Augie is a really tough part. Whoever would play him would have a really difficult time understanding the character. Augie, who was certain his wife and her father didn’t like him, could not find a way to express his angst. All the emotions were bottled up inside him, and he did absurd things to hide them, like burning his hand on an electric heater. In Asteroid City, he meets the actress Midge Campbell, and they start forming a connection. She, too, has had her fair share of trouble in life, and she recognizes Augie’s intention to stay mum about the issues that are tormenting him. The alien (yes, there is an alien in the film!) showing up in Asteroid City changes everybody’s life, and Augie, too, feels the impact. He is bothered by how the alien looks at him, as if the whole human race is doomed. There are four other families who have shown up for the Stargazer Convention, but Augie could connect only with Midge. Of all the things that bother him in Asteroid City, the most bothersome is when he learns that Dinah, Midge’s daughter, saw them getting intimate. However, this connection that Augie had with Midge is what prevented him from abandoning Woodrow and his three daughters. He decided to stay and not run away. After the alien showed up, the military quarantined Asteroid City, which meant he couldn’t have run away even if he wanted to.

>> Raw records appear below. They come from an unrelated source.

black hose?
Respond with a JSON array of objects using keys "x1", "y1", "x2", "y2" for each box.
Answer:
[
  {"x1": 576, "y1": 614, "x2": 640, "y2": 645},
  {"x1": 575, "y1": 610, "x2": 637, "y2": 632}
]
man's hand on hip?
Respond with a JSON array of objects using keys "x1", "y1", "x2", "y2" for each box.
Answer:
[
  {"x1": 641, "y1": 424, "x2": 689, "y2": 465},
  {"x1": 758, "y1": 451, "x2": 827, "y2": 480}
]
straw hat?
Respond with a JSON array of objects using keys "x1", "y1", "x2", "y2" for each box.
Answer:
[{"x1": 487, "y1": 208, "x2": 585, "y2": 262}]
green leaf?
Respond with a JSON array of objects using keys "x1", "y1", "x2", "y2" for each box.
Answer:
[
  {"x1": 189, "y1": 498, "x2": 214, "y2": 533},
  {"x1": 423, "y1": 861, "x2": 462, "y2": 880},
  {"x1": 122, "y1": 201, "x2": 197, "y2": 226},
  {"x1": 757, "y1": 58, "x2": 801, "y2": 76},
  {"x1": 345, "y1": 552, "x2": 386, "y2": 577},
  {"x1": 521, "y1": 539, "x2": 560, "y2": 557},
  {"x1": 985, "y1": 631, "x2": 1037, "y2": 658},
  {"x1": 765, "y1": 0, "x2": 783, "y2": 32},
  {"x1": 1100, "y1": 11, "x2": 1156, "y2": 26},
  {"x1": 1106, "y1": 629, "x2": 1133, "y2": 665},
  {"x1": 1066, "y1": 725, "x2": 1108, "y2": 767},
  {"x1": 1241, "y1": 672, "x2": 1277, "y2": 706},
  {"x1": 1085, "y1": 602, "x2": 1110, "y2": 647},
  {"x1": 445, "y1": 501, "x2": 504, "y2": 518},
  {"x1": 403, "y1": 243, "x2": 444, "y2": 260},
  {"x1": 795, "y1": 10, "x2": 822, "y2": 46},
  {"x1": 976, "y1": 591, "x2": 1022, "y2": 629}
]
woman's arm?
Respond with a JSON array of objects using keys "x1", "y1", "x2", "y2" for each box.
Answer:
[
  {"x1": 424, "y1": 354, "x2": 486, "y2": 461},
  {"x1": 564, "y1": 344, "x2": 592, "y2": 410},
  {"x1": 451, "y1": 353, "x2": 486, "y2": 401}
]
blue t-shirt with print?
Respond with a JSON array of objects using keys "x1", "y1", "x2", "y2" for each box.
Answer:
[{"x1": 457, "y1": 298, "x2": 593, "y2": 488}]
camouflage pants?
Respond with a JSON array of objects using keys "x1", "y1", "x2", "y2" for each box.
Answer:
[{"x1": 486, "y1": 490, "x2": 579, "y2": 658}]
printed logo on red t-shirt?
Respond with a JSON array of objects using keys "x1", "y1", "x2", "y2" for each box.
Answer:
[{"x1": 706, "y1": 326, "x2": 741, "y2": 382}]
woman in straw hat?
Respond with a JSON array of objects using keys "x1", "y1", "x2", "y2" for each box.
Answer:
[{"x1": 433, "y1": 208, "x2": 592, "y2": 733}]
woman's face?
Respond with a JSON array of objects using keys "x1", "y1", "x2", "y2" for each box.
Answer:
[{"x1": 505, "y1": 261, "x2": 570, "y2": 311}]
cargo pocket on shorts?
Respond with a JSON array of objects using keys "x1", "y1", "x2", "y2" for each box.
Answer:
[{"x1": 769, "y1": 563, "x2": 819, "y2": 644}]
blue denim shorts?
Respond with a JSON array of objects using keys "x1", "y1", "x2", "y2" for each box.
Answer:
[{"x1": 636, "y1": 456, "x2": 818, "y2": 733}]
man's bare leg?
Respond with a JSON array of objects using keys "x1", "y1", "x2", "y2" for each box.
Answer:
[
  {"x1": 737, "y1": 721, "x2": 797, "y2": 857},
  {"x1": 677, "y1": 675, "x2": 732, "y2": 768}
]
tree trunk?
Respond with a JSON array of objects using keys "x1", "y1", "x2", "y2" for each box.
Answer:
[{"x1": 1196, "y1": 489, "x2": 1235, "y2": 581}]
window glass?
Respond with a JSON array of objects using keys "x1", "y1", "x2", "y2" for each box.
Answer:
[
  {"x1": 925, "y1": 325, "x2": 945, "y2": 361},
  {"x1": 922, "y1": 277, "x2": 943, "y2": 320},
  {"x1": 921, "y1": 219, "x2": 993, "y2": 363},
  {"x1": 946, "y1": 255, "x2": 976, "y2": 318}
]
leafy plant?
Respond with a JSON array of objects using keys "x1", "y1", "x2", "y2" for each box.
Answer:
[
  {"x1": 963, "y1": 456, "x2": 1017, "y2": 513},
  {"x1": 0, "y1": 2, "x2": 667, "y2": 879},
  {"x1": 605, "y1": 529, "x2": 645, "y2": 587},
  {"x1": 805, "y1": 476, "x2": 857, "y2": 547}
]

The desert, the convention, the other dysfunctional families, Midge, and the burned hand were to become totally unfathomable for the actor, who was desperately trying to get the part right. What did the play ultimately stand for? In a strange break, after the alien visits the city a second time to return the special asteroid that it took with him on his previous visit, the actor abruptly exits the ‘stage’ of Asteroid City to meet with the play’s director, Schubert Green, in an attempt to get his validation. Schubert calms him down and reassures him that he is nailing the part despite the excessive props Augie is overwhelmed with. Augie carried the camera, the lighter, the facial hair, and the smoke pipe. All of it was manageable for the actor, but the fact that he wasn’t able to understand the meaning of the play was hurting him the most. Woodrow and Dinah grew intimate, and found a possibility of meaning with the arrival of the alien, but Augie was still the same. Wounded, ignored, loveless, and afraid of his true emotions, Augie was holding on to his pain, and that too without any supposed meaning. To portray this on the stage day in and day out was taking a toll on the actor’s psyche. According to Schubert, however, he had performed Augie with such honesty that nobody could ever imagine anybody else playing the part. He does warn him, however, not to look for the play’s meaning.
The play ends when everybody leaves Asteroid City, and Augie is the last one to go. Midge had left her an address, and the meaning of it all was perhaps to find a connection with another wounded soul, despite the meaninglessness. Yet, one can ask, what was the movie Asteroid City really about? Is it about the fascination with aliens and the search for extraterrestrial life? Or is it about our ordinary existence on Earth, where some moments are exciting while others are not? Is it about how an artist creates a world of his own in his head and tries to find the meaning of life through it? Through Augie and the actor who played him, it can only be surmised that it’s best that we don’t get too hung up on the meaning and continue telling our own stories while we can.